Wtedy, po dekadach diety jo-jo bez trwałych rezultatów dla mojego ciała i życia, stało się coś, co zmieniło mój los. I mój tłuszcz. Postanowiłam popracować nie nad swoim ciałem - przynajmniej nie od razu - ale nad swoim sercem. Na moich uczuciach ("emocjach" w "emocjonalnym jedzeniu"). I straciłam 60 funtów bez udręki w postaci zachcianek żywieniowych i cofania się.

Doktor poprosił mnie, żebym opowiedziała ci moją historię o tym, jak z profesjonalną pomocą byłam w stanie w końcu uciec z pułapki emocjonalnego jedzenia i nadwagi. Jestem podekscytowany opowiadaniem jej, i trochę nerwowy, zbyt. Ale ponieważ to, co zrobiłam, może nieść przesłanie nadziei dla innych, zaczynam!

Patrząc wstecz na moje życie, zdaję sobie sprawę, że byłam gruba tylko tak długo, jak tego potrzebowałam.
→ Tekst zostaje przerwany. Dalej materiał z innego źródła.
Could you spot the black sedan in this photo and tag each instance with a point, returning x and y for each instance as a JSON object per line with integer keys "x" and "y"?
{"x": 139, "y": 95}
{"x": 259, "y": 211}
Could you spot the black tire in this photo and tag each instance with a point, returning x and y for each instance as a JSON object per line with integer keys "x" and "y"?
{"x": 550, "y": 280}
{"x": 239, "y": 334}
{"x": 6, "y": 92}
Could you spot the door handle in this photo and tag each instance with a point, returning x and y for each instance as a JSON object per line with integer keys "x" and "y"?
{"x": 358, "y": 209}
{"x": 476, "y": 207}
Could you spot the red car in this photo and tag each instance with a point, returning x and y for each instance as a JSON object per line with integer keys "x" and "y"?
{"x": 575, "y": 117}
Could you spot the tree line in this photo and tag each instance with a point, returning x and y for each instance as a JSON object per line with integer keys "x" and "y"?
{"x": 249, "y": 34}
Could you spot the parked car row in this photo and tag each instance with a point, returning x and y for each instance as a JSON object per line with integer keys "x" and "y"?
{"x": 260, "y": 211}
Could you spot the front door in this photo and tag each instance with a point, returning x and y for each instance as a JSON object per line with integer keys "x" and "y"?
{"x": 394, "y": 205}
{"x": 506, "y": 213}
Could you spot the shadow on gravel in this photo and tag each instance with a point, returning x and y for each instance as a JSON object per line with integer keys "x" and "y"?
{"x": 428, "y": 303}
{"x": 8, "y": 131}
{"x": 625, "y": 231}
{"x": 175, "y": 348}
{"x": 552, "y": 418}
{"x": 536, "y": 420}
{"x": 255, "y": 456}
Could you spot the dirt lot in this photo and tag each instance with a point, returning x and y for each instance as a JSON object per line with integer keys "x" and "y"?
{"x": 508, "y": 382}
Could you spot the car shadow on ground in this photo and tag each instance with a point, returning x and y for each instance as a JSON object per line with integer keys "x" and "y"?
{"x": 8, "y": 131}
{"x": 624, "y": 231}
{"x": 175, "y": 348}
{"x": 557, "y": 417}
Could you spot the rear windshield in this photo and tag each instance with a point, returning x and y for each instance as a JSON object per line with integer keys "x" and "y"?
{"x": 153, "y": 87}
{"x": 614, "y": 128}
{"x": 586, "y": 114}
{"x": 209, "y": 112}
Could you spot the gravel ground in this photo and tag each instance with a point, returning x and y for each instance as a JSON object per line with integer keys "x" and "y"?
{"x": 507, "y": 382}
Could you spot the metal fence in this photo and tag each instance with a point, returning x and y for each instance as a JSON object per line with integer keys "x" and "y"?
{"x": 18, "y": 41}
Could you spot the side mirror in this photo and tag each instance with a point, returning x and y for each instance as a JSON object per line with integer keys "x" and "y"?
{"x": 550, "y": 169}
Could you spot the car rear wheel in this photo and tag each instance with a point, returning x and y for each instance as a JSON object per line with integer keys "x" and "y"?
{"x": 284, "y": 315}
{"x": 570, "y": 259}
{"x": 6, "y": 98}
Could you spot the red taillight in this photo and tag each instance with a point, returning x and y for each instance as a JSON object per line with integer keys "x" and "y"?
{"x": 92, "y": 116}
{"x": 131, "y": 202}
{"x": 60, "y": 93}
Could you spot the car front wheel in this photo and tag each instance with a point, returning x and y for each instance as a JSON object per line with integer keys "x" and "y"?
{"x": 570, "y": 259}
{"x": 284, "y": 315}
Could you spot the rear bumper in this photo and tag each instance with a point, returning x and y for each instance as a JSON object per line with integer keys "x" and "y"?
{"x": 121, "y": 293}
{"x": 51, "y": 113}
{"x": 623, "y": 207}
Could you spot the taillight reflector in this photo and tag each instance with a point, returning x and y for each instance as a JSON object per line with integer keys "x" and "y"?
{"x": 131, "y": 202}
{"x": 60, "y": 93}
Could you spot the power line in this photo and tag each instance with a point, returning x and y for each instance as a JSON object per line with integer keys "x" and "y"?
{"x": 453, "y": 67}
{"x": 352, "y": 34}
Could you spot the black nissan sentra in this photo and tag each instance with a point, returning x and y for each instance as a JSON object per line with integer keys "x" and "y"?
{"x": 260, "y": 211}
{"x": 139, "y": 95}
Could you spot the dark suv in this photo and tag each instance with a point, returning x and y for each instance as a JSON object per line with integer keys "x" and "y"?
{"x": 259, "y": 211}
To prawda, że był to okres wielu lat. Ale kiedy w końcu nie potrzebowałam już mojego tłuszczu, odszedł on wraz z moimi zachciankami.

Oczywiście proces pozbywania się mojego tłuszczu i wszystkiego, co oznaczał w moim życiu, nie był tak prosty, jak mogłoby się wydawać w tych kilku zdaniach. Był czasem przerażający, czasem uspokajający. Czasami zastanawiające, czasami odkrywcze. Czasami było nawet zabawne! Ale nigdy nie było raniące. A pod koniec, często było radosne, kiedy zdałam sobie sprawę, że moje dawne, nienawidzące siebie "ja" zaczęło kochać i szanować siebie grubą lub chudą, teraz i wtedy. Że nie jestem już duża, ale cała.

O tym, jak to wszystko się stało, będę wam opowiadać i rozmawiać z wami w nadchodzących tygodniach. Oczywiście jestem tylko jedną osobą i moja historia nie będzie pasować do każdego, kto zmaga się z jedzeniem i tłuszczem. Będę bardzo szczęśliwa, jeśli dla niektórych z was, którzy to czytają, bycie grubym na razie nie będzie już oznaczało bycia grubym na zawsze.